Despite the scandal surrounding cofounder John Weaver's serial sexual harassment of young men, the Lincoln Project still enjoys "tremendous" support from its donors, a senior adviser to the group said Monday.
"I've been talking to a lot of donors," said Stuart Stevens, a former GOP consultant who has stepped into a prominent role at the Lincoln Project after the Weaver scandal prompted a number of employees to resign. "The support is tremendous. Most of them have been involved in business and had a few rough times. They were drawn to Lincoln Project not because we were H.R. geniuses but because we knew how to fight and were willing to take on our own party. That hasn't changed."
Stevens made the remarks during an interview with the New York Times, which published a damning report on the inner workings of the Lincoln Project, and the group's failure to take meaningful action after learning the allegations against Weaver could be "potentially fatal" to the organization. The report, published Monday, prompted renewed calls for the group to disband, for reasons unrelated to its aptitude for human resources.
The Times reports that four of the group's cofounders—Wilson, Schmidt, Weaver, and Reed Galen—maintained a secret arrangement designed to enrich themselves while deliberately obscuring how donor money was being spent. The group funneled about $27 million to a consulting firm owned by Galen, roughly a third of its entire fundraising haul. The four men were then paid via the firm to avoid publicly disclosing the payments.
George Conway, a Lincoln Project cofounder who left the group in August, reiterated his call for the super PAC to be disbanded. "[The Lincoln Project] should shut down, absent full disclosure of its finances," Conway said in response to the Times report. "As this detailed story shows, there's simply too much money that hasn't been accounted for, and, I fear, never will be."

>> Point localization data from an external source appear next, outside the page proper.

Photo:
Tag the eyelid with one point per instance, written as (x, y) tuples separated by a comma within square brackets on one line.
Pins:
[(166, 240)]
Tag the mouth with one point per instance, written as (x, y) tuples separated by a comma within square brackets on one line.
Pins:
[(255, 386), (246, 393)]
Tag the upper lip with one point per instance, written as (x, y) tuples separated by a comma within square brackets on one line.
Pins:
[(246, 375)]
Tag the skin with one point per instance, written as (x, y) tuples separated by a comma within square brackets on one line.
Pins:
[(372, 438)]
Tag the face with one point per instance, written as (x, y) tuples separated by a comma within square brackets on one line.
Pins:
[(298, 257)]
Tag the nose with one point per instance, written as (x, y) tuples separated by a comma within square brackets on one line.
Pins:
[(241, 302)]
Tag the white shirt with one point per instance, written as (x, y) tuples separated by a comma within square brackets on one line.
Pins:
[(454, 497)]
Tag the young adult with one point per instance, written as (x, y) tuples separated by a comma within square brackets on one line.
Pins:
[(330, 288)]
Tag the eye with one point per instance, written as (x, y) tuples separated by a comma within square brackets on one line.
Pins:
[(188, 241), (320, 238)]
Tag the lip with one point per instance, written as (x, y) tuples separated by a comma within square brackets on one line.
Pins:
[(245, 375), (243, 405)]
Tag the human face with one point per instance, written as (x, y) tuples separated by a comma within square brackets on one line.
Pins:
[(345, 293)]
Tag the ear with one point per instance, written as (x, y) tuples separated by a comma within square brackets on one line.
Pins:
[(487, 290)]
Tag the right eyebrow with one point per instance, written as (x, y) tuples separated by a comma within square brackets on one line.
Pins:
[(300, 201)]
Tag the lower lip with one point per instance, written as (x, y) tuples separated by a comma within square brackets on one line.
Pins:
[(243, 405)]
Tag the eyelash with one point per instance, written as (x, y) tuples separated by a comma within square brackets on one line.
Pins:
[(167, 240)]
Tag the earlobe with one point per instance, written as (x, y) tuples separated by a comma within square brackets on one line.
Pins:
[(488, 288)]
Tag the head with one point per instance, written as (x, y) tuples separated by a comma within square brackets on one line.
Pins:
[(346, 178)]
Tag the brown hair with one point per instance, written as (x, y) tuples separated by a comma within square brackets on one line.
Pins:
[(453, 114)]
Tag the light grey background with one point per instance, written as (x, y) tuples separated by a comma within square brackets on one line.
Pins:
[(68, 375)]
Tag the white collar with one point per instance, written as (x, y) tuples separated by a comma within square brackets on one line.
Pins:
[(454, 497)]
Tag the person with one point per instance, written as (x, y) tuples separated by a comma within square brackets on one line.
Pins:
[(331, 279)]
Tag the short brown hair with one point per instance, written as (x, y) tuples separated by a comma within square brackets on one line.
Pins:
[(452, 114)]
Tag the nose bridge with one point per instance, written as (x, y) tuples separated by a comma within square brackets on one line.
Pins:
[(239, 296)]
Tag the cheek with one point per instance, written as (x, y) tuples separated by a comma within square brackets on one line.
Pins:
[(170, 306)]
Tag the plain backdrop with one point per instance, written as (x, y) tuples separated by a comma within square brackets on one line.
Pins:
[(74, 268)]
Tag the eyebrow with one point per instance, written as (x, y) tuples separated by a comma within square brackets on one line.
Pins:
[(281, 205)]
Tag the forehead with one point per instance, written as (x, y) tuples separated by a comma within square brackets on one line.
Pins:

The story also prompted Democratic politicos to admonish liberal groups and individuals for supporting the group. "The Lincoln Project was nothing more than a shiny object designed to make money for its founders," said Guy Cecil, chair of Priorities USA, a Democratic-aligned super PAC. "There are so many critical progressive organizations that actually helped defeat Donald Trump that can use your support."
According to the Times, some Lincoln Project members were informed of allegations against Weaver—who resigned earlier this year after admitting to sexually inappropriate behavior—in January 2020, a month after the group was founded. Founding members Steve Schmidt and Rick Wilson have repeatedly denied having knowledge of Weaver's predatory interactions with dozens of young men until the Times reported on them in early February.
Senior members of the Lincoln Project were also made aware of an email containing detailed allegations of Weaver's inappropriate behavior in June 2020, according to the Times. The email, written by an employee for a company hired by the Lincoln Project, argued that the allegations against Weaver were "potentially fatal" to the organization. This prompted the super PAC to launch what appears to have been an extremely limited internal review of Weaver's conduct led by general counsel Matt Sanderson. Weaver himself was never interviewed.
The Lincoln Project recently announced that the law firm Paul Hastings would conduct its own review of the group's finances and handling of the Weaver scandal. The firm's credibility, however, is undermined by the fact that several senior partners are Lincoln Project donors. In the meantime, the firm's ongoing investigation has allowed the Lincoln Project to avoid public comment on the matter.
Not only did senior Lincoln Project members appear to ignore the serious allegations against their colleague, but they also planned to partner with Weaver on a potentially lucrative business venture, TLP Media, that was expected to launch shortly after the 2020 election. The media project never launched, but could still be revived if donors continue to open their wallets.